Well-known Apple (NASDAQ:AAPL) bear Doug Kass wants to repeat his advice that, despite the low price, the iPhone maker is not a good investment idea at the moment. According to Barron’s, the SeaBreeze Partners president writes in a note that Apple faces several risks, including the much-mentioned loss of its leadership as an innovator, the slow erosion of its ecosystem, and the domestic saturation of its famous retail stores.
Kass adds that while he bought some Apple stock at the start of this week on Monday, he sold it on Tuesday at a profit because he continues to be of the view that the company’s profits and revenue will fail to meet consensus expectations. According to the hedge fund manager, Apple will turn in $181.71 billion in revenue this year at earnings per share of $41.92 and a gross margin of 38 percent — all figures below current Wall Street consensus levels.
Apple’s is under threat from its rivals, Kass says, and is set to lose its advantage of having a sticky, isolated, and valuable ecosystem.

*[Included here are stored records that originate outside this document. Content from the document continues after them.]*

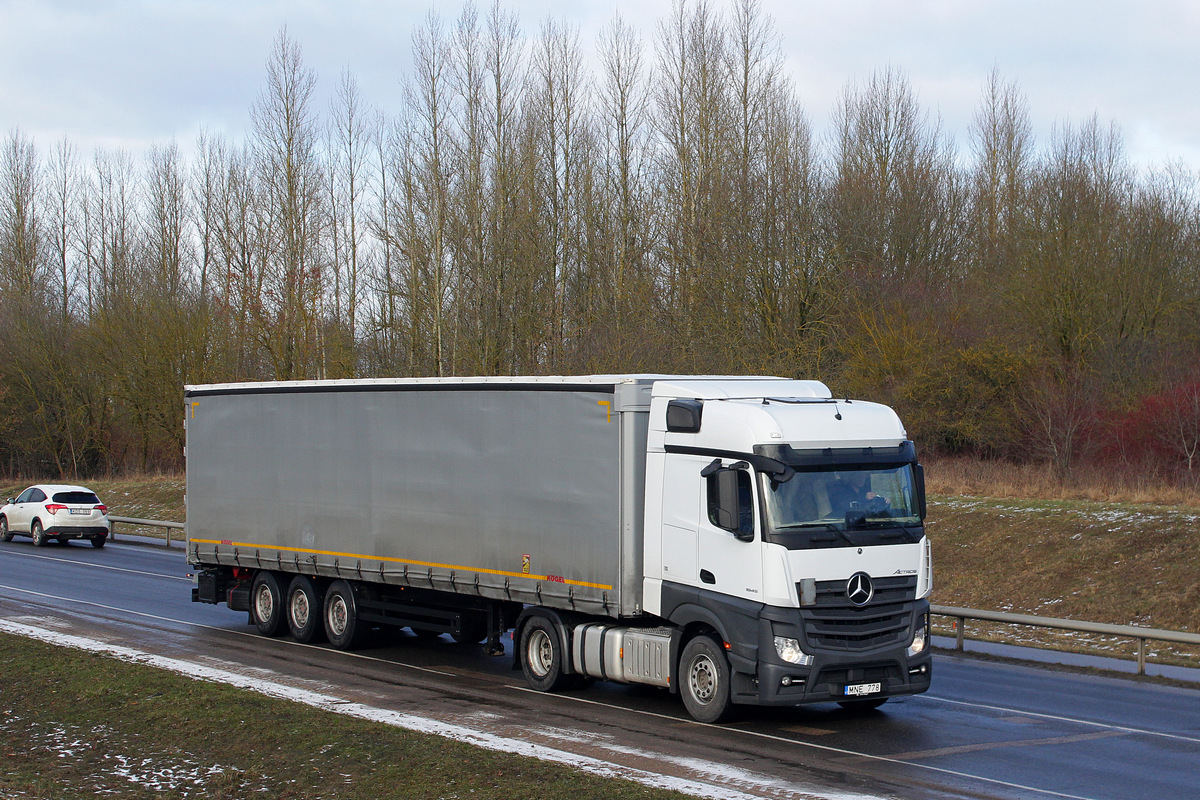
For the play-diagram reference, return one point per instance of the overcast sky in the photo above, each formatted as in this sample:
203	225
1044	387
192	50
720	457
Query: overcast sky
129	73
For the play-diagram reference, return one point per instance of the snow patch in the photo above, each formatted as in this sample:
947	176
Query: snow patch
761	787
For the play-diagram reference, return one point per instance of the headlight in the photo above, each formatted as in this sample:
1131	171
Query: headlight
790	651
921	638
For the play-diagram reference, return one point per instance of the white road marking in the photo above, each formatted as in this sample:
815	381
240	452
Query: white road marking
829	749
407	721
95	566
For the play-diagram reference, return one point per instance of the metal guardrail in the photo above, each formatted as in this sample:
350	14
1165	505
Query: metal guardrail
960	615
149	523
1141	635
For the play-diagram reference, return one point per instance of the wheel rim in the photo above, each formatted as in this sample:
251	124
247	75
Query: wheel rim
337	615
540	653
702	679
300	609
264	603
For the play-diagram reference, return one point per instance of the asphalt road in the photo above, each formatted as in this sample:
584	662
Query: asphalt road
984	731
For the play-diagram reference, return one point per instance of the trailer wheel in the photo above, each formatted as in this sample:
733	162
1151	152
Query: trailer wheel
267	603
304	609
341	615
705	680
541	655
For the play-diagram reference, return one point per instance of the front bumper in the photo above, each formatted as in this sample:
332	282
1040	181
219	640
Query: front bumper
774	681
77	531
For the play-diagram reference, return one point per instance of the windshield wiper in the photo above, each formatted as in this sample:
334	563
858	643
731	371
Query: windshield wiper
829	527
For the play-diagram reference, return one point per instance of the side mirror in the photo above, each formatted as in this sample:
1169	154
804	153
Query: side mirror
919	474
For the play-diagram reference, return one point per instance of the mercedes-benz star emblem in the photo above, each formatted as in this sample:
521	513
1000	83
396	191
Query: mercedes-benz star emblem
859	589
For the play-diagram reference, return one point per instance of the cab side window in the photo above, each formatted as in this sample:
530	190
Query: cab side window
745	503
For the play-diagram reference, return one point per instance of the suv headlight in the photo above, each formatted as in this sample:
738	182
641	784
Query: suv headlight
790	651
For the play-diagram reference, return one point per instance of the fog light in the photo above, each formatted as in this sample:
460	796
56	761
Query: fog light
790	651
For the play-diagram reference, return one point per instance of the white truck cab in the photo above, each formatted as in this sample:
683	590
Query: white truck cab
790	524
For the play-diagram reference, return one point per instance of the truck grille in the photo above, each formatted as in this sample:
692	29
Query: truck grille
837	624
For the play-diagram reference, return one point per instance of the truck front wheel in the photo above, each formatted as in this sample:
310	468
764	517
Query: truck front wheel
341	615
541	655
267	605
705	683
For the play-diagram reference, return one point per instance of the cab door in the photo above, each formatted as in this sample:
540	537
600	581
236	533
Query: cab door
729	541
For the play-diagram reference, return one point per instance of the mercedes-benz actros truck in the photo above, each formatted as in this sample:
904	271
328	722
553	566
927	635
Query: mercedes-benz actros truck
735	540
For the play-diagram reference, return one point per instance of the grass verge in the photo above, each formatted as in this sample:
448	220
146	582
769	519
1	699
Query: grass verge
78	725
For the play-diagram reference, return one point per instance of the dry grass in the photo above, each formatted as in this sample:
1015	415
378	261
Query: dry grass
1000	479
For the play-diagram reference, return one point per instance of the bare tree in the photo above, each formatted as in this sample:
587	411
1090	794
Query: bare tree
21	229
63	193
347	178
289	170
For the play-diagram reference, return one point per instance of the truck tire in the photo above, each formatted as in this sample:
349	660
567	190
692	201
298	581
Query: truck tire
267	603
304	609
341	617
541	655
705	680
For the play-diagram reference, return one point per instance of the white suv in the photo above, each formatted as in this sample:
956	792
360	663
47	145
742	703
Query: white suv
54	511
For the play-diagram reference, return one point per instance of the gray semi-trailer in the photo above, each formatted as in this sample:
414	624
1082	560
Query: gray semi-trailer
735	540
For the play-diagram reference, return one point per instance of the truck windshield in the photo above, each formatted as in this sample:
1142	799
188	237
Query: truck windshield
844	507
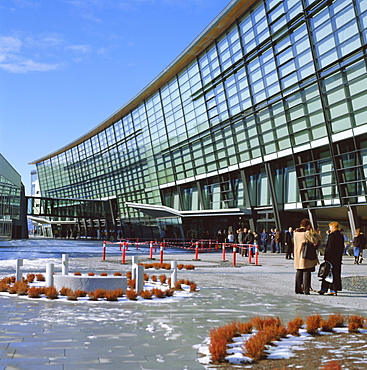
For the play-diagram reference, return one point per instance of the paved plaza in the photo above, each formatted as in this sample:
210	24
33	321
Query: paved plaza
152	335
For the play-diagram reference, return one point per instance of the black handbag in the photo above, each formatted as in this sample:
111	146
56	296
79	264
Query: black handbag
324	270
308	251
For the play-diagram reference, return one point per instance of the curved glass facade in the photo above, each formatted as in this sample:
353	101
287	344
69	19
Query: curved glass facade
267	122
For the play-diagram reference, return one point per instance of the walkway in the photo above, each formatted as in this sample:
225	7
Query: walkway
154	335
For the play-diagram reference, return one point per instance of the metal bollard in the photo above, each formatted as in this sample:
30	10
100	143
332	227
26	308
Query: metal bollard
161	254
18	271
134	265
256	255
197	251
151	250
174	273
65	264
123	257
139	276
104	251
50	274
223	252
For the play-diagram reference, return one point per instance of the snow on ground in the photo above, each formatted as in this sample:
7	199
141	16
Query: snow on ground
282	349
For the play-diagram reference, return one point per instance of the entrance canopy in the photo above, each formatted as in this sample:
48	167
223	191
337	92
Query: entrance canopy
158	211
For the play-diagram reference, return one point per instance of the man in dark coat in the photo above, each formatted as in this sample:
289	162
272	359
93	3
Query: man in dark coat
288	241
334	254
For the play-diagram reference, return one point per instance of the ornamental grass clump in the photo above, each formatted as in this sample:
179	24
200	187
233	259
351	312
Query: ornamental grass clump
294	326
219	338
336	320
3	286
326	326
21	287
64	291
51	293
244	327
254	347
111	295
80	293
169	292
162	279
158	293
131	294
178	285
72	296
7	280
119	291
30	278
34	292
40	277
131	283
355	323
146	294
313	323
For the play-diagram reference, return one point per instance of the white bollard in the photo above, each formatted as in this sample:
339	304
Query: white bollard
174	273
139	278
50	274
134	264
65	264
18	271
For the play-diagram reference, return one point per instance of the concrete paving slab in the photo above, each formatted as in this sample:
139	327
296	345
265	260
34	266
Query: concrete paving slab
159	335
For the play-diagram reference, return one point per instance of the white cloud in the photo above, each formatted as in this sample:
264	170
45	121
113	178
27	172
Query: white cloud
9	44
13	56
27	65
83	49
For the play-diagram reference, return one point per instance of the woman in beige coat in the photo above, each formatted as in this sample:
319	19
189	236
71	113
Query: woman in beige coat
303	266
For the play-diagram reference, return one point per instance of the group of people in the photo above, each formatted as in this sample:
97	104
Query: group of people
333	254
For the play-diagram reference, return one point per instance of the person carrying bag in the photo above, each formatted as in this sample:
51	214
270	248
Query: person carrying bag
304	266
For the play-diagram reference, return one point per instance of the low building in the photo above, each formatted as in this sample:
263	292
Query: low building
13	217
260	122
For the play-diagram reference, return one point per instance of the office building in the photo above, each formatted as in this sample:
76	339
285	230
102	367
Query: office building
259	122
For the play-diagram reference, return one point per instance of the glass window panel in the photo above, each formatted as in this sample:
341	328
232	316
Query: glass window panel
341	124
336	96
338	110
301	137
359	102
328	58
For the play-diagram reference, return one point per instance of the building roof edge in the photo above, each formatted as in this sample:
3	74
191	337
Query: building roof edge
226	17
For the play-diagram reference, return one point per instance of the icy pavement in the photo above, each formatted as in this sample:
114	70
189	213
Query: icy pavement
149	335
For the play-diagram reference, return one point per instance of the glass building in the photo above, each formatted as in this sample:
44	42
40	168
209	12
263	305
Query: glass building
13	222
261	121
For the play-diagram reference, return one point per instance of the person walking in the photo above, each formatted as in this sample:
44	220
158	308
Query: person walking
264	240
249	240
303	266
272	240
288	241
277	240
333	254
359	243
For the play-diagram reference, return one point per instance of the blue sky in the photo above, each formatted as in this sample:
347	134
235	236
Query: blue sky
66	65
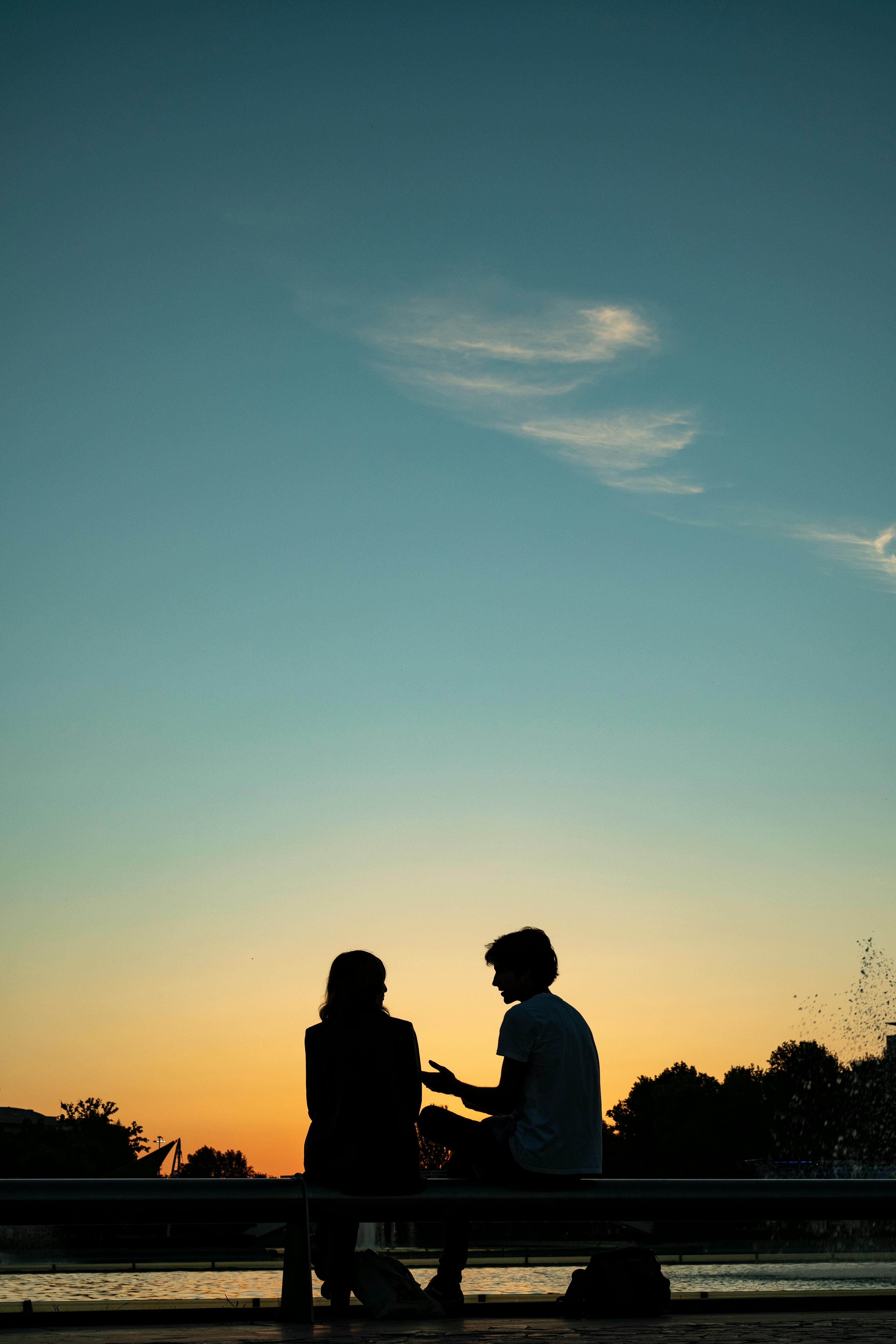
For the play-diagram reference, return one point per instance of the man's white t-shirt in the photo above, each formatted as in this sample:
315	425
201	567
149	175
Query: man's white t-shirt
558	1119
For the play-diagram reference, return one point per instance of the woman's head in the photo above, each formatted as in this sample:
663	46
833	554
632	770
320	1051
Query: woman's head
357	983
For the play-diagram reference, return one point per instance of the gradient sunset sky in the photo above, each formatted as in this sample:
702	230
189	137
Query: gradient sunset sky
449	484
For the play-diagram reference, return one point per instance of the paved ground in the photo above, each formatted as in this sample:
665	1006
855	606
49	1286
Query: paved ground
792	1328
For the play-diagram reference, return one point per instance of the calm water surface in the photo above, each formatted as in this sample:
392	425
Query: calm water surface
265	1283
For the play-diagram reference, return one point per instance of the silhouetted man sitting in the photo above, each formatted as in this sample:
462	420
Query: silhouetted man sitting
543	1127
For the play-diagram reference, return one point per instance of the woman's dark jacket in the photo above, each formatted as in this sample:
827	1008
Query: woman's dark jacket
363	1085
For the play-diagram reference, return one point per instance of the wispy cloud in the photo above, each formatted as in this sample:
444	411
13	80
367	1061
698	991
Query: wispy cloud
507	361
877	554
618	447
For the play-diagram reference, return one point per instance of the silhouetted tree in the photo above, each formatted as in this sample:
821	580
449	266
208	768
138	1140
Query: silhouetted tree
213	1162
808	1100
86	1143
668	1126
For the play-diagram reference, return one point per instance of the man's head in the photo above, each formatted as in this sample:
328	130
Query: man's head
525	964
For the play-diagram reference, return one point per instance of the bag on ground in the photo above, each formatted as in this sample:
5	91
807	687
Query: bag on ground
621	1283
389	1291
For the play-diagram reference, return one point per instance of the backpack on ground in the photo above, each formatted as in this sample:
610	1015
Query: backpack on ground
621	1283
389	1291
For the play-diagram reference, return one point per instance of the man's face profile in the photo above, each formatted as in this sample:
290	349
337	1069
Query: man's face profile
512	984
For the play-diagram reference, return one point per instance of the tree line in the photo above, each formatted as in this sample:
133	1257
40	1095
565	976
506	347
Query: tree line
804	1108
89	1141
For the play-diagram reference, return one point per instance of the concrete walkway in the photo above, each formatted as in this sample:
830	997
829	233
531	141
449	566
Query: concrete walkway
761	1328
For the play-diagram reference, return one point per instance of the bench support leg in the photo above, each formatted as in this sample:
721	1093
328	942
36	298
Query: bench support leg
296	1294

“The gap is narrowing between Apple products and competitors such as Google (NASDAQ:GOOG) and Microsoft (NASDAQ:MSFT),” Kass writes. “For example, the processor speeds, battery life, and weight of the products are becoming indistinguishable and will no longer provide Apple with an advantage. Eventually, third-party software will allow convergence between Apple products and Google’s Android system and/or Microsoft Windows 8. One of Apple’s key competitive advantages will be eliminated when this eventually occurs.”